Paymob also plans to extend its “Tap-on-Phone” payment acceptance mechanism service – a recently announced industry-first in Egypt “in partnership with MasterCard – to Pakistan merchants.” This will “give merchants the ease to use mobile phones directly to service payments.” This is likely to have “a significant impact in the Pakistani market.”

Islam Shawky, CEO and co-founder of Paymob, said:

“We are very excited to be launching Pakistan. This comes as an essential step after our successful journey in leading the Egyptian payments landscape where we enable over tens of thousands of merchants with innovative financial solutions. Paymob operates with a concrete belief that SME’s are the corner stone of every economy and enabling them automatically reflects on the country’s digital economy.”

Paymob’s market entry has also been “welcomed by Mastercard who recognize Paymob as an ideal partner to build Pakistan’s payment ecosystem and make a material impact on the country’s digital payments transformation.”

Atyab Tahir, Country Head of MasterCard Pakistan & AFG, commented:

“Paymob’s commitment to building the payments ecosystem is a very encouraging sign for Pakistan. In Paymob, Mastercard and the financial services industry in general will have the right partner to help build a network of digitally enabled merchants accepting non-cash payments. We look forward to the day where digital payments are ubiquitously accepted.”

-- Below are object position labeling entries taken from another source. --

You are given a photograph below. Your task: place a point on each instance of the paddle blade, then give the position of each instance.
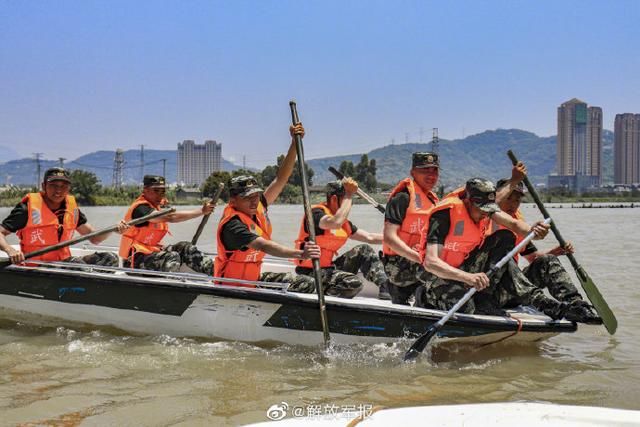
(602, 308)
(419, 345)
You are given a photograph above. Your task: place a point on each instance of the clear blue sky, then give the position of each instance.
(79, 76)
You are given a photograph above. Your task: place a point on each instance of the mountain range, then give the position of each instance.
(483, 154)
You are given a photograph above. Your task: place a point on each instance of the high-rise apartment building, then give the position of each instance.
(626, 158)
(197, 161)
(579, 148)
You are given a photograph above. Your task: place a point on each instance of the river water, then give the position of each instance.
(57, 375)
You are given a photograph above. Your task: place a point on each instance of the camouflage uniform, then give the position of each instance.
(297, 282)
(546, 271)
(509, 287)
(173, 256)
(341, 280)
(108, 259)
(404, 276)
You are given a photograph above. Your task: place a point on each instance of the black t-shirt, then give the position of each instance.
(397, 207)
(439, 226)
(317, 214)
(236, 235)
(19, 216)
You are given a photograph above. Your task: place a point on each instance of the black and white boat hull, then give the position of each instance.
(189, 305)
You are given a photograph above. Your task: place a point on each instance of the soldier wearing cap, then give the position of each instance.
(456, 252)
(244, 231)
(49, 217)
(141, 246)
(545, 269)
(405, 215)
(333, 229)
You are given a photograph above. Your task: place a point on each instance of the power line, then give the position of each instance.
(435, 141)
(141, 163)
(37, 158)
(118, 163)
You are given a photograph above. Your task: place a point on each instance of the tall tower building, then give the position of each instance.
(626, 157)
(579, 148)
(197, 161)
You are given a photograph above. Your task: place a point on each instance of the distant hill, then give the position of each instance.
(23, 171)
(483, 154)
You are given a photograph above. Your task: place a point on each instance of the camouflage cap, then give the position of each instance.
(57, 174)
(425, 160)
(482, 193)
(520, 188)
(244, 185)
(335, 188)
(154, 181)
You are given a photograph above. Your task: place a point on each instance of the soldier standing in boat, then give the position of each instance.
(333, 228)
(545, 269)
(49, 217)
(141, 245)
(404, 219)
(244, 231)
(456, 252)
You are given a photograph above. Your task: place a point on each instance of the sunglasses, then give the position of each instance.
(245, 183)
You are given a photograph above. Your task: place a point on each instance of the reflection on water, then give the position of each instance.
(69, 374)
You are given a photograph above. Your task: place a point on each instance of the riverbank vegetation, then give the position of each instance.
(89, 192)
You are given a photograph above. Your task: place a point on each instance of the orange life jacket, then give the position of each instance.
(464, 234)
(42, 227)
(330, 241)
(239, 264)
(414, 220)
(145, 240)
(494, 226)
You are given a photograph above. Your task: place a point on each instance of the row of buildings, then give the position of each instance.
(197, 161)
(579, 147)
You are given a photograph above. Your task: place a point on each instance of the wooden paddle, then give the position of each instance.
(360, 192)
(310, 226)
(590, 288)
(205, 218)
(79, 239)
(424, 339)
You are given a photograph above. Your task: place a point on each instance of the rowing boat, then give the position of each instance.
(191, 305)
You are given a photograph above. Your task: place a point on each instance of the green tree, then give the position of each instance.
(269, 173)
(347, 168)
(85, 186)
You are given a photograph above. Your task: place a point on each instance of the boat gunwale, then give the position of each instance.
(358, 304)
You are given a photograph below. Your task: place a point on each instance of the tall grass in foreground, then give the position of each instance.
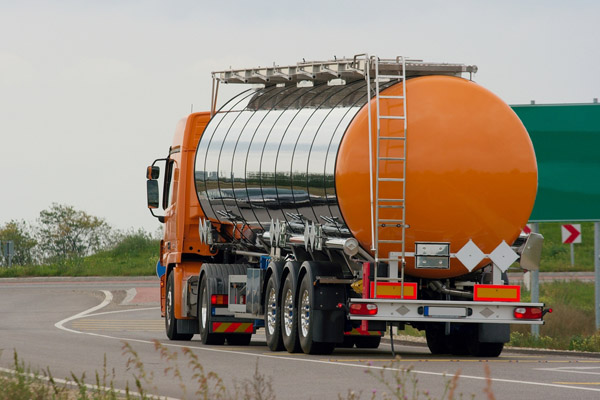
(398, 382)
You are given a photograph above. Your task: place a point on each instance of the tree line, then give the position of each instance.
(60, 233)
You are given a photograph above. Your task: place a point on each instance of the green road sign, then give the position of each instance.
(566, 138)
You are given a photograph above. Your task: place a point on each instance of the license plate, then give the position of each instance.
(445, 312)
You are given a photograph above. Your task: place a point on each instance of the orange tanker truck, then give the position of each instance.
(337, 199)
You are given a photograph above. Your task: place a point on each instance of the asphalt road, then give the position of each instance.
(72, 325)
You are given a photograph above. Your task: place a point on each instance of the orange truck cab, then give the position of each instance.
(344, 197)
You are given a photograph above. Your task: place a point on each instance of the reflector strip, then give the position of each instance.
(360, 332)
(233, 327)
(497, 293)
(393, 290)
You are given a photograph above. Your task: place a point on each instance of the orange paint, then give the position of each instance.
(471, 169)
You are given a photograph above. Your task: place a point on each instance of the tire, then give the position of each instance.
(288, 320)
(272, 317)
(436, 340)
(205, 317)
(305, 321)
(367, 342)
(239, 339)
(170, 320)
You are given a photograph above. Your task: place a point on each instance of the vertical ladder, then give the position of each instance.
(390, 211)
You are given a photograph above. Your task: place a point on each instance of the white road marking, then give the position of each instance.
(244, 353)
(107, 300)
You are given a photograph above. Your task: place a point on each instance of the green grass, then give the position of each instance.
(395, 381)
(570, 326)
(134, 255)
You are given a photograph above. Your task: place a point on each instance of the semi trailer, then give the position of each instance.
(334, 200)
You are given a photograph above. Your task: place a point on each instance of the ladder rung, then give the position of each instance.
(391, 117)
(388, 279)
(390, 179)
(391, 137)
(382, 76)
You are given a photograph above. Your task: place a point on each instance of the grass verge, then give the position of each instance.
(134, 255)
(394, 381)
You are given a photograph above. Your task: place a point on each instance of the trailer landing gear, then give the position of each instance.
(170, 320)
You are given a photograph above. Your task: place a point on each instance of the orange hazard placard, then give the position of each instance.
(233, 327)
(497, 293)
(393, 290)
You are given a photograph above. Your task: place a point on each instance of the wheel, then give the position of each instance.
(479, 349)
(239, 339)
(170, 320)
(305, 324)
(204, 316)
(367, 342)
(272, 319)
(436, 340)
(288, 320)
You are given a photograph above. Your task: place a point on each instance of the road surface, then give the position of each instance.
(71, 325)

Other market drivers “include GDP growth forecast for Pakistan at 4-6% per annum, and the growth in total value of e-commerce consumer goods which increased 83% in 2021 to US$3.9 billion.”

The Pakistan Telecommunication Authority reports that “101 million people use the internet in Pakistan, with 46% having access to broadband services and 85% (183 million) to mobile connections.”

According to the Pakistan Institute of Development Economics, the country has “the potential for significant Fintech growth, due to its increasing youth population, disruptive internet and smartphone penetration, consumer preferences for mobile phones and social media, a booming e-commerce market facilitating digital payments, and the financial system’s overall capacity for innovation.”

Established in 2015, Paymob “offers different products and APIs, enabling online businesses and typical offline store merchants to accept and send payments.”

Merchants can easily integrate Paymob’s payments APIs “in their websites or mobile apps to accept payments from their customers using different payment methods including cards, mobile wallets, BNPL, direct debit, and more.”

Paymob is “an infrastructure technology enabler that aims to contribute to the financial inclusion movement, while targeting economic growth by empowering merchants through payment facilitation to grow their business using multiple digital payment methods such as online payments, mobile wallets, instalments and more.”